“Those of us who are lucky enough to find a letter on the doormat devour the words inside with the appetite of a starving man. Those of us whose doormats remain empty must somehow find the courage to step over them and go out into a world we no longer recognise.” Hazel Gaynor and Heather Webb, LAST CHRISTMAS IN PARIS
August 1914. England is at war. As Evie Elliott watches her brother, Will, and his best friend, Thomas Harding, depart for the front, she believes—as everyone does—that it will be over by Christmas, when the trio plan to celebrate the holiday among the romantic cafes of Paris.
But as history tells us, it all happened so differently…
Evie and Thomas experience a very different war. Frustrated by life as a privileged young lady, Evie longs to play a greater part in the conflict—but how?—and as Thomas struggles with the unimaginable realities of war he also faces personal battles back home where War Office regulations on press reporting cause trouble at his father’s newspaper business. Through their letters, Evie and Thomas share their greatest hopes and fears—and grow ever fonder from afar. Can love flourish amid the horror of the First World War, or will fate intervene?
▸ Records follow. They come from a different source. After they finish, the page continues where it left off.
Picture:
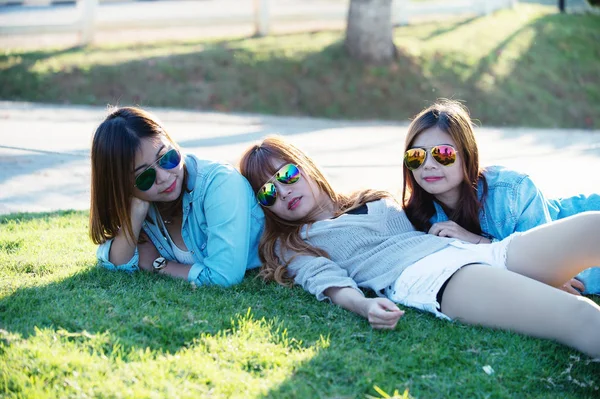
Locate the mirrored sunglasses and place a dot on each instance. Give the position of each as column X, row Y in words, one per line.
column 288, row 174
column 444, row 154
column 168, row 160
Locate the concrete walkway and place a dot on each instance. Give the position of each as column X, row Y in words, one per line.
column 45, row 166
Christmas 1968. With failing health, Thomas returns to Paris—a cherished packet of letters in hand—determined to lay to rest the ghosts of his past. But one final letter is waiting for him…
If you have had an ache of longing since you finished reading THE GUERNSEY LITERARY AND POTATO PEEL SOCIETY, or since the conclusion of DOWNTON ABBEY, this novel is just the tonic.
LAST CHRISTMAS IN PARIS: A NOVEL OF WORLD WAR I, is an epistolary novel. Told in letters, telegrams, and newspaper dispatches, the marvelous, tragic, romantic, and fascinating story of Evie and Tom is one for the ages. Readers will not be able to turn the pages fast enough to find out the fates of their beloved characters, all while trying to savor the delightful exchanges.
At turns ebullient and heartbreaking, and often in quick succession, LAST CHRISTMAS IN PARIS is a true gem in historical fiction. Gaynor and Webb wrote the book in their own kind of letter exchange, giving it a special air of authenticity.
This was the first novel I read in 2018, and I’m afraid the bar has been set very high for whatever follows. If you are searching for a book to fall in love with, I cannot recommend LAST CHRISTMAS IN PARIS enough.